The gross domestic product, the broadest measure of economic health, expanded at an annual rate of four per cent in the April-June quarter, the U.S. Commerce Department reported. That was the strongest showing in more than a year and considerably higher than the 3.4 per cent estimate for growth made a month ago.
The improved performance reflected higher activity in such areas as international trade and business investment, which offset a continued plunge in housing construction.
But that growth could be the best showing for some time as the economy continues to be battered by the worst housing slump in 16 years and a widening credit crisis that has sent financial markets on a roller-coaster ride in recent weeks.
“The economy has taken a significant blow from the turmoil in financial markets and the housing downturn, which is intensifying,” said Mark Zandi, chief economist at Moody’s Economy.com.
Many economists said they expected growth to slow to around two per cent in the current quarter, just half the spring pace, and perhaps dip below two per cent in the final three months of this year as the impacts from the market turbulence on consumer and business confidence take more of a toll.
But analysts said they still believe the current economic expansion, which will be six years old in November, will be able to avoid a full-blown recession.
“While a recession in the United States is clearly possible, one of the biggest positives going forward is that the rest of the world still looks good, which means we will get continued help from rising exports,” said Nigel Gault, chief U.S. economist at Global Insight.
An improved trade per-formance, representing higher sales of American products overseas and lower imports, was the biggest factor contributing to the second quarter improvement, adding 1.4 percentage points to the four per cent growth rate.
Analysts said they also had confidence the Federal Reserve would act in time to ward off a recession by cutting interest rates should current financial troubles intensify.
The Federal Reserve’s next meeting is Sept. 18 and analysts are predicting the Fed will start cutting the federal funds rate at that time, delivering from two to four quarter-point reductions this year and early next year. The funds rate has been at 5.25 per cent for more than a year.

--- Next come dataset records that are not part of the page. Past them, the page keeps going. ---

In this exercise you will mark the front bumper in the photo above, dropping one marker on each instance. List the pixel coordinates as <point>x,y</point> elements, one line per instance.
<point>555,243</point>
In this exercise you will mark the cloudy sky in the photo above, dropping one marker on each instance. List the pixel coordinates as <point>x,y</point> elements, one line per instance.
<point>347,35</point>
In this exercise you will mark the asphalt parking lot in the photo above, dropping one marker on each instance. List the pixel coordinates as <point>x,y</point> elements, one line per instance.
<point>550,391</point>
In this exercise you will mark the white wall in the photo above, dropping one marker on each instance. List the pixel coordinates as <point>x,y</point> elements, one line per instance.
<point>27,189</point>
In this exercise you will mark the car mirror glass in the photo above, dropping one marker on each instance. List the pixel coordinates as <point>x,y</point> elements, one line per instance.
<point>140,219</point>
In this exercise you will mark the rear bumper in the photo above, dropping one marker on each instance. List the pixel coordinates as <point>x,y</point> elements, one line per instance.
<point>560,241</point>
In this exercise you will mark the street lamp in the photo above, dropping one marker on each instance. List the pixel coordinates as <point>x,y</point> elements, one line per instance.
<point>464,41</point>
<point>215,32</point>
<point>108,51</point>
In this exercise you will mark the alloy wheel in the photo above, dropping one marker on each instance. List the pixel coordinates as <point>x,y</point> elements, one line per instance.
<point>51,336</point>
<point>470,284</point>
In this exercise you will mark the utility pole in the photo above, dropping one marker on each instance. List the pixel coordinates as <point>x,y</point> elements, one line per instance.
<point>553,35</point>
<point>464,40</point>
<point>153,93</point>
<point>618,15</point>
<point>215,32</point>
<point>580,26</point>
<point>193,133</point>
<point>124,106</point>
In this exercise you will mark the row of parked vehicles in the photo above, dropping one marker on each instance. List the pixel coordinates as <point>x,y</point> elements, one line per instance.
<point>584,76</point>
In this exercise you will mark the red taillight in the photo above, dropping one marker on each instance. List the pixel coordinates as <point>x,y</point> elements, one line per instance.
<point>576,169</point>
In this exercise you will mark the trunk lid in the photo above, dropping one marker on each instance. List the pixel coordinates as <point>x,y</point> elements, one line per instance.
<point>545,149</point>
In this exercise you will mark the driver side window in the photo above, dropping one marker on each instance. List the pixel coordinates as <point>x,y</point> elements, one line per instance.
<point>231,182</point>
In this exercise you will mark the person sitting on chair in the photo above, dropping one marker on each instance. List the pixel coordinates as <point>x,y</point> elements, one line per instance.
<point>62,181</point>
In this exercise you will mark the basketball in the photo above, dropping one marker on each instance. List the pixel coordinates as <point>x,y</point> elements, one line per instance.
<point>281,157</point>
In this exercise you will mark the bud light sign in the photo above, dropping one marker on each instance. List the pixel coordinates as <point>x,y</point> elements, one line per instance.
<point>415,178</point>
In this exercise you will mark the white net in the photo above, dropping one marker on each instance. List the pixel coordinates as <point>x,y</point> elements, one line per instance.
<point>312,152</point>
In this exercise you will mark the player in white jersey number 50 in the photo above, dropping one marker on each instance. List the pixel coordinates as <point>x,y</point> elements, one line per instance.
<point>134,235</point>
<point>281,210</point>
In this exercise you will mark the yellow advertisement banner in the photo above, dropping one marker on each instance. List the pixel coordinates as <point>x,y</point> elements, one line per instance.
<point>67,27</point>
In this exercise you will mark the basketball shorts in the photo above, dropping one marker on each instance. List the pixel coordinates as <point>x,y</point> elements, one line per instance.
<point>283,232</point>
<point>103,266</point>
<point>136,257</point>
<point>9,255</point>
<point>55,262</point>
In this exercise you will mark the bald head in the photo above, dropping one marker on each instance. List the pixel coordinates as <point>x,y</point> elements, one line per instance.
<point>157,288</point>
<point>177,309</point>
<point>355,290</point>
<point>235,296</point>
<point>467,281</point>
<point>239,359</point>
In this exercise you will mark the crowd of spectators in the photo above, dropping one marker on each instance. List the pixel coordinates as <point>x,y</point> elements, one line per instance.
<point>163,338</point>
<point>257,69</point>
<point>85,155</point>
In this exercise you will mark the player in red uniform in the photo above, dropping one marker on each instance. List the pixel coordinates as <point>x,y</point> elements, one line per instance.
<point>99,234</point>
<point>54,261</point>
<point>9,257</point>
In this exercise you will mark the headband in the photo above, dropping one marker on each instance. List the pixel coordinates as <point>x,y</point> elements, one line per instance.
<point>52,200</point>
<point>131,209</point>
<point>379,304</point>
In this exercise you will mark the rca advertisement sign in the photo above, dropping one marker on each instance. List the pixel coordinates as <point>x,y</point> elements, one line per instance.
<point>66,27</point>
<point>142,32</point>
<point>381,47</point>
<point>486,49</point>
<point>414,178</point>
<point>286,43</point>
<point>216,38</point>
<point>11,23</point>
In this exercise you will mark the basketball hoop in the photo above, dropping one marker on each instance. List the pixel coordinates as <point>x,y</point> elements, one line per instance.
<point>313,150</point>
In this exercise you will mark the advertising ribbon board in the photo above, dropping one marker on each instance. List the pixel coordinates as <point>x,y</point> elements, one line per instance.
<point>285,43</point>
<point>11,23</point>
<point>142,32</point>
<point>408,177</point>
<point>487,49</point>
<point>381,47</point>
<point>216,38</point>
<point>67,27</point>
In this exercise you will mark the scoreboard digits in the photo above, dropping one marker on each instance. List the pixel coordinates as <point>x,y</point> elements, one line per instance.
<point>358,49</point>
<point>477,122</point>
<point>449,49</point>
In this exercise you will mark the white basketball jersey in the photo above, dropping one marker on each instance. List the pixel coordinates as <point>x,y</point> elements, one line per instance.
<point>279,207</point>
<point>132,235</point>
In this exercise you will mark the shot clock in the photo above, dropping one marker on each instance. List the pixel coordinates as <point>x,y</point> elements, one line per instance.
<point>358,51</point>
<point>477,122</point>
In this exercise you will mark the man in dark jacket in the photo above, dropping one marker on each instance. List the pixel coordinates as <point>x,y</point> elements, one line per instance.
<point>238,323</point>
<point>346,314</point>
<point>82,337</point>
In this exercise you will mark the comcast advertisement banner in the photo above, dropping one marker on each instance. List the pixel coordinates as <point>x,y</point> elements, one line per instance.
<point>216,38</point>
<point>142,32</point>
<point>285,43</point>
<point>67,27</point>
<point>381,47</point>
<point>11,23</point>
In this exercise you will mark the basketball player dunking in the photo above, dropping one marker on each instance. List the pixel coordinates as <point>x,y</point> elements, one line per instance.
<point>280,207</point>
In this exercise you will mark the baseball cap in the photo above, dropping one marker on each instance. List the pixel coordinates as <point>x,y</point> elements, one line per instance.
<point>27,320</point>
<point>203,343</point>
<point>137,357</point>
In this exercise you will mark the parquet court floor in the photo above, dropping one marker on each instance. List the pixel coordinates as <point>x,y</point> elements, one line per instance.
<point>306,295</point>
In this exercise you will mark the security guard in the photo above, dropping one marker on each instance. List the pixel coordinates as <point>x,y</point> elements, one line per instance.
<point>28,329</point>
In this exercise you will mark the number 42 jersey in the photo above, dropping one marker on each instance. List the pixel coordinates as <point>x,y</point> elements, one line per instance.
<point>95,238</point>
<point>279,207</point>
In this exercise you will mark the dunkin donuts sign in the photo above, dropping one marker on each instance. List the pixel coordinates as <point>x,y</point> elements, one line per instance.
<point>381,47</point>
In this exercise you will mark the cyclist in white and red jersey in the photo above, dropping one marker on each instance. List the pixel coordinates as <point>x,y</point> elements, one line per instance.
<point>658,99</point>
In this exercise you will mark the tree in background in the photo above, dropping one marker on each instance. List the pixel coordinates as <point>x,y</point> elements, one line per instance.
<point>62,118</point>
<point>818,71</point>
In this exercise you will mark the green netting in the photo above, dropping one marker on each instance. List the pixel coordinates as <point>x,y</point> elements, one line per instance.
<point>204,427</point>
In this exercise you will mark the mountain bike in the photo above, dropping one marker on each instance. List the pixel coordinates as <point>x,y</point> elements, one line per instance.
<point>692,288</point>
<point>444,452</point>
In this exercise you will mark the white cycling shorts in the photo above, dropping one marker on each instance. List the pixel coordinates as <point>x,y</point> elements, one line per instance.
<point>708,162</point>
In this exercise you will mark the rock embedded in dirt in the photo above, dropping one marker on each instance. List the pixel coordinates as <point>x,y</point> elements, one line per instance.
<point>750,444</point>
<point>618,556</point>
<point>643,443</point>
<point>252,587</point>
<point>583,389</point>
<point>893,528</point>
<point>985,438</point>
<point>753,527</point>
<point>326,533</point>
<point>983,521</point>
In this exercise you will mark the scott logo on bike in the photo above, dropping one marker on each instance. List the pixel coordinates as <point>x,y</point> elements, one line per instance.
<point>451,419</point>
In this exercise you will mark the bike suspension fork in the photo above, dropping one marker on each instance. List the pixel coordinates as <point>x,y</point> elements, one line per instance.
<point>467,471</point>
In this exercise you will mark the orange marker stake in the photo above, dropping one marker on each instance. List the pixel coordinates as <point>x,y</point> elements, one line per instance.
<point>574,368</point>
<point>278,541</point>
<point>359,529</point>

Canada’s Central Bank is also expected to cut rates or hold steady.
Those cuts would make borrowing cheaper for consumers and businesses and also help to mitigate the payment shock facing two million mortgage holders as their adjustable rate mortgages reset in coming months.
Hopes for a rate cut were increased when the Fed, in a special statement on Aug. 17, aimed at calming financial markets, said the “downside risks to growth have increased appreciably,” indicating it was now more worried about weak growth than inflation.
In a second report, the Labor Department said the number of Americans filing claims for unemployment benefits rose for a fifth consecutive week, increasing by 9,000 to 334,000 last week, the highest level since April.
Analysts said some of those gains probably came from rising layoffs in the mortgage industry, where many firms specializing in offering subprime loans have had to cut payrolls or shut down.
Recent drops in consumer confidence since the market turmoil could depress spending further in the months ahead.